羽生九段がA級陥落
将棋界のレジェンドである羽生善治九段が,A級順位戦で永瀬拓矢王座に敗れA級からの降級が決定しました。一般の人にはなかなか理解できないことかもしれませんが,A級棋士というのは,タイトル保持者に匹敵するくらい,トップ棋士の証しです。しかし実力の世界なので,誰でもいつかは陥落するのです(大山康晴15世名人のような,A級棋士のまま亡くなるという超人は例外です)。谷川浩司九段が2014年にA級からの陥落が決まったときも,どの新聞か忘れましたが(たぶん朝日新聞?),朝刊の1面に出ていました。順位戦は恐ろしいもので,少し力が落ちてくれば,たちどころに陥落してしまいます。1年間の長丁場の戦いなので,ごまかしがきかないということでしょう。
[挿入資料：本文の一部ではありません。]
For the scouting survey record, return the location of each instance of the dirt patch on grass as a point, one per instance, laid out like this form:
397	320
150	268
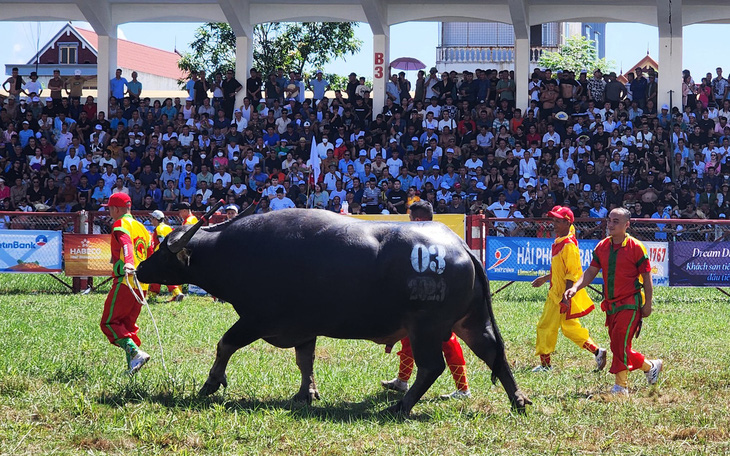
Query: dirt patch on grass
96	443
705	434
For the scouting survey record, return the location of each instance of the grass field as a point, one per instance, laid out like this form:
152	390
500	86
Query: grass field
63	390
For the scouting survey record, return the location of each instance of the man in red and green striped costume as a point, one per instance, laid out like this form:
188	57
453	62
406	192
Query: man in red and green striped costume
130	245
628	291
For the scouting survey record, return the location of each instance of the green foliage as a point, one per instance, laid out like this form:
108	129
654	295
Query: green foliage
578	53
212	50
292	46
63	390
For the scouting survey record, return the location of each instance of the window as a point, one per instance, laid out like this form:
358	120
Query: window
68	53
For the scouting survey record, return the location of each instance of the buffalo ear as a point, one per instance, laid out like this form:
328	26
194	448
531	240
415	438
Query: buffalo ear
184	257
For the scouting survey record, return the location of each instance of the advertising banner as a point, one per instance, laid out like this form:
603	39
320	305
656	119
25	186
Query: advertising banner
456	222
524	259
87	255
700	264
30	251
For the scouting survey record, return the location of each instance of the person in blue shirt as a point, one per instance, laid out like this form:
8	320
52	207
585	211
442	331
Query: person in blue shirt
344	162
155	193
25	134
598	211
190	85
638	88
271	137
118	85
367	173
319	86
93	174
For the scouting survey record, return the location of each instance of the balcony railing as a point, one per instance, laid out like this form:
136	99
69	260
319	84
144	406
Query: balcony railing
484	54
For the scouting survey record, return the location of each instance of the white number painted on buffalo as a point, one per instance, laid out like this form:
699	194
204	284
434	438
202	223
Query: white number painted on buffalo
424	258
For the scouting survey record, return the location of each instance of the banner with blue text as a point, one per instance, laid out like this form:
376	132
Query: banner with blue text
524	259
700	264
30	251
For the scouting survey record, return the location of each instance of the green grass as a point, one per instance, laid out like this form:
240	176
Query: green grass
62	387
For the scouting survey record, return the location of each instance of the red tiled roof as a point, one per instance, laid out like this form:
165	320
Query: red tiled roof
141	58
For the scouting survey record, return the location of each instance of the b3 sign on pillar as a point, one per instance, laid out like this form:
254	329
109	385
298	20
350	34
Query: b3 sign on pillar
379	68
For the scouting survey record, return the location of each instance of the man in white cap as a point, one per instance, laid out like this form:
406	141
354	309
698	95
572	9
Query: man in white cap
75	85
162	230
231	211
319	86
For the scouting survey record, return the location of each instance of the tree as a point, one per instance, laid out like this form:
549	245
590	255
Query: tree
577	54
292	46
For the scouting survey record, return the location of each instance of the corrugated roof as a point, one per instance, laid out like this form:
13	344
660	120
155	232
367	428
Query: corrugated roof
141	58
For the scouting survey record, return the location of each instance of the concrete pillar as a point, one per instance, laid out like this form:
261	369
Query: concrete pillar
522	72
381	71
244	63
106	65
670	70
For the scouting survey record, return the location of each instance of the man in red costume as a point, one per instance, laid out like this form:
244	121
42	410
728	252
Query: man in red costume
422	211
628	293
130	246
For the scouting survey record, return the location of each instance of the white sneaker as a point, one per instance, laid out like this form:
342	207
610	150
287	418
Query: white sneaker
137	362
457	395
619	390
653	374
396	385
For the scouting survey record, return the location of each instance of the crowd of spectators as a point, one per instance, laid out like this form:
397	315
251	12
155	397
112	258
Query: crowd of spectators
456	140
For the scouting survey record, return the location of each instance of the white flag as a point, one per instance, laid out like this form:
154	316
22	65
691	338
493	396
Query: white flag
314	161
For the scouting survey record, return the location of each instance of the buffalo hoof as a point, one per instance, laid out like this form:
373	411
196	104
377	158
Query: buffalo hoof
520	402
306	397
396	411
211	386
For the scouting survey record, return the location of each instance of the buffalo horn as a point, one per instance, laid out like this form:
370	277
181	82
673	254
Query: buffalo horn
179	244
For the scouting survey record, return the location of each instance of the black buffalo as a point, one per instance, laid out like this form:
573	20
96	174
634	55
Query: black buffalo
344	278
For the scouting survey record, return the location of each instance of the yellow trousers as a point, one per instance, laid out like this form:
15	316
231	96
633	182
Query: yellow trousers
547	329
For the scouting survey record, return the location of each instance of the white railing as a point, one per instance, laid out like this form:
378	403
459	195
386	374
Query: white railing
484	54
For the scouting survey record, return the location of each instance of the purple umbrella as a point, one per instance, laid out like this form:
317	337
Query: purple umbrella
407	64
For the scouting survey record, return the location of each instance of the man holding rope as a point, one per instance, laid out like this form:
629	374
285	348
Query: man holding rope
130	245
628	294
162	229
559	313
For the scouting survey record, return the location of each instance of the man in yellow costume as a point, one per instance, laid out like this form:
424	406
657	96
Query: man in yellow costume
565	270
162	230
7冠(のみならず永世7冠)を達成し,ずっとタイトル保持者であった羽生九段も,2018年に竜王をとられて無冠になってからタイトルはとれていません。2020年に竜王戦の挑戦者になりましたが,当時の豊島将之竜王に敗れました。その後,藤井聡太が出てきて,四強の時代が来て,羽生九段のタイトル挑戦が遠のいていきました(それでも棋界最高峰の竜王戦の最高クラスの1組にいます)。A級から陥落しても,復帰するという例はありますが,この年齢になってからの例はほとんどありません(ひふみんと有吉道夫だけだったように思います)。永世名人では森内俊之九段(引退後は18世名人)は,A級から陥落したとき,B級1組では指さないで,フリークラスに転出しました(順位戦には参加しないということです)。谷川浩司九段(引退後は17世名人)は,B級1組でも指し,現在はB級2組で指しています。今期も出だしは1勝6敗となりましたが,その後3連勝して降級点を免れました(B級2組は1期では降級せず,降級点が2回つくと降級します)。もう若手にはなかなか勝てなくなっていますが,アラ還で頑張っています。そして,ついに羽生九段(引退後は19世名人)にも,そのときが訪れてしまいました。来期はどうするのでしょうね。
今日がその日になる可能性が高いとは思ってはいましたが,いざそうなると寂しいものがあります。藤井聡太四冠のまばゆいばかりの活躍のなか,絶対王者だった羽生九段のA級陥落に,人生の無常を感じます。